In the past five years, only Bo Nickal and Gable Steveson made the transition from elite wrestling to MMA—and Steveson explored every other option first. Steveson has been unable to get the WWE fans behind him due to a legal loophole which allowed him to avoid criminal charges in 2019.
Meanwhile, the historical foundation of American UFC dominance reads like a wrestling roster: Jones, Kamaru Usman, Colby Covington, Chris Weidman, Henry Cejudo, and Cormier himself.
“All the American top MMA stars who were in the P4P rankings were wrestlers,”
Cormier noted.
“And now there’s no reason for them to go.”
The financial calculus that changed everything for wrestlers is now playing out in Brazilian Jiu-Jitsu.

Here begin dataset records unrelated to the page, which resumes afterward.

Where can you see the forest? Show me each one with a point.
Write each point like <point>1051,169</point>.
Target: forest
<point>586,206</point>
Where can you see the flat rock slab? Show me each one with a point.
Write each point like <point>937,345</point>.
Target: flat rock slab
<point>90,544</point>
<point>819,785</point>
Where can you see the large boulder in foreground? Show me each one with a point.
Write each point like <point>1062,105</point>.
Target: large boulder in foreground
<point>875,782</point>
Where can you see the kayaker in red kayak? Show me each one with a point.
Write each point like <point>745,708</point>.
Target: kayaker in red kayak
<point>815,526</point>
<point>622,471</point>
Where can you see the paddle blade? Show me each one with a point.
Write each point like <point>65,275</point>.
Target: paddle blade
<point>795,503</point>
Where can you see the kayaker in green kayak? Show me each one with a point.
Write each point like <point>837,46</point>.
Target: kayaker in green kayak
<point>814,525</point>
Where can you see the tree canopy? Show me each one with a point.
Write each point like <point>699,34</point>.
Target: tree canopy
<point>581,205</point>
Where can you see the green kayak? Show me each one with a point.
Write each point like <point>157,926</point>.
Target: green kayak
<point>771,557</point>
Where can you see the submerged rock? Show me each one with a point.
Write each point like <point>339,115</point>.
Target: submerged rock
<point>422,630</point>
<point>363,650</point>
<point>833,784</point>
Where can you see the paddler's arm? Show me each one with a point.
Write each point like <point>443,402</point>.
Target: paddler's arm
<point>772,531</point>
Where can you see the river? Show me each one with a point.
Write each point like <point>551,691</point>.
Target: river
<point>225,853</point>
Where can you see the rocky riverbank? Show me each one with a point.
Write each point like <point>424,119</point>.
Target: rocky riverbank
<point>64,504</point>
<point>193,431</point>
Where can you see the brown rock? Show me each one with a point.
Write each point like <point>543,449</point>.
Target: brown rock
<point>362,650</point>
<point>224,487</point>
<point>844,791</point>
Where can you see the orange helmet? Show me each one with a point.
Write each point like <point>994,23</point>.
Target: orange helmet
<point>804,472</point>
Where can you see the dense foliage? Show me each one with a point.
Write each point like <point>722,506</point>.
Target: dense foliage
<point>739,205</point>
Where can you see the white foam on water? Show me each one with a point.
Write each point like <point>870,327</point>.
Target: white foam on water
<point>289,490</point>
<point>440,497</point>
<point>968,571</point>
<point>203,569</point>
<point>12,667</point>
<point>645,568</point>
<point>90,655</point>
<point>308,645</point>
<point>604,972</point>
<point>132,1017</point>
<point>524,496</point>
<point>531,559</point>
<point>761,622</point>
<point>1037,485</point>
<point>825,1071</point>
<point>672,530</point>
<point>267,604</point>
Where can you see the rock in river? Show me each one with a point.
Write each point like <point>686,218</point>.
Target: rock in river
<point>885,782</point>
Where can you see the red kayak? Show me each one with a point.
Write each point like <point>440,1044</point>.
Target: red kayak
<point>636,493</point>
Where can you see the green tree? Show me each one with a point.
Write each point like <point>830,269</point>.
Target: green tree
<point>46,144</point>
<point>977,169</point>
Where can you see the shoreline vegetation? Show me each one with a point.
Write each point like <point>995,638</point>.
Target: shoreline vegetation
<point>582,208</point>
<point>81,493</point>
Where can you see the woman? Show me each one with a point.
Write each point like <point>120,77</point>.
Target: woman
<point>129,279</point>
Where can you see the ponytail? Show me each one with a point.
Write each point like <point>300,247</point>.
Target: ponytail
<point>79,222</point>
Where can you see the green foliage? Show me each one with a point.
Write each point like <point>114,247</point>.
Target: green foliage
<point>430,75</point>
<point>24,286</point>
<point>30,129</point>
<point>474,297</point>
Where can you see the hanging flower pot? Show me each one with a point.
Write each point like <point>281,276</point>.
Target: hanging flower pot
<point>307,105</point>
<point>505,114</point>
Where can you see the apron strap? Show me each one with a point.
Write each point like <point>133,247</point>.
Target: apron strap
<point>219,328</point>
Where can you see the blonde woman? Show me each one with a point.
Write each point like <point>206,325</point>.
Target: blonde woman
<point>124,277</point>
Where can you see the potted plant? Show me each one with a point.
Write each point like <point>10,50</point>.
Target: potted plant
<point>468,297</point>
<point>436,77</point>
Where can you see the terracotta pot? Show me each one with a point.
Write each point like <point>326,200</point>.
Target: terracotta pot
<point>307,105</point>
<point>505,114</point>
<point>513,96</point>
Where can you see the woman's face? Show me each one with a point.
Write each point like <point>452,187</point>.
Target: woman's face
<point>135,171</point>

Consider the math facing a UFC newcomer: $12,000 to show, $12,000 to win. Even for established contenders like Arman Tsarukyan, who disclosed he earns approximately $300,000 per victory, the reality is harsh. After 30% in taxes, 5% to his gym, 5% to trainers, and 15% to management, he’s left with roughly 45% of his purse—and that’s before covering two to three months of training camp expenses.
“If you lost, you earned something like 100 [thousand],”
Tsarukyan explained.
“Well, 30 is not bad. Then the trainer ends up cutting off almost 50%. Five for the gym, five for the trainers, 15 managers, 2-3 months of preparation and you break even.”
This is the economic model the UFC has defended fiercely. When Khabib Nurmagomedov retired, Dana White essentially blamed the MMA star’s financial success for his departure.
“We got a Muslim world champion, but the problem was that he went on a Muslim countries tour. He hit Saudi, Abu Dhabi, Qatar, and they rained [money] on him,”
White said.
“He made so much money that he didn’t have to compete anymore.”
This is where Jones’s Craig Jones Invitational becomes more than just a grappling tournament—it becomes an existential threat to the UFC’s feeder system.
CJI’s 2024 inaugural event awarded $1 million to each of two division winners from a 16-person bracket. The 2025 team event offered $1 million to the winning team, with every single competitor receiving $10,000 just to show up. That show money alone nearly matches what a UFC newcomer makes for an actual bout—and the grapplers don’t have to absorb head trauma or risk an 0-1 record to collect it.
The parallel to Cormier’s wrestling economics is unmistakable. Just as collegiate wrestling programs discovered that paying athletes could retain talent that might otherwise pursue MMA, Jones is demonstrating that elite grapplers no longer need to transition to the UFC to make life-changing money.
Cormier identified the precise type of athlete MMA needs to survive:
“To succeed in MMA, you need a special type of wrestler—someone who still wants to prove something.”
In other words, someone hungry enough to endure the UFC’s economic model despite having elite grappling credentials.
The UFC has historically depended on a steady stream of financially desperate, world-class grapplers willing to add striking and compete in a more dangerous sport for a chance at financial security. Wrestling provided this pipeline for decades. Brazilian Jiu-Jitsu and other grappling arts were expected to do the same.
Jones is systematically dismantling that assumption. By offering immediate, guaranteed money that rivals or exceeds what mid-tier UFC stars earn—without the health risks, without the managerial cuts, without the years of climbing through the ranks—he’s providing exactly what college wrestling programs now offer: a viable alternative to the traditional path.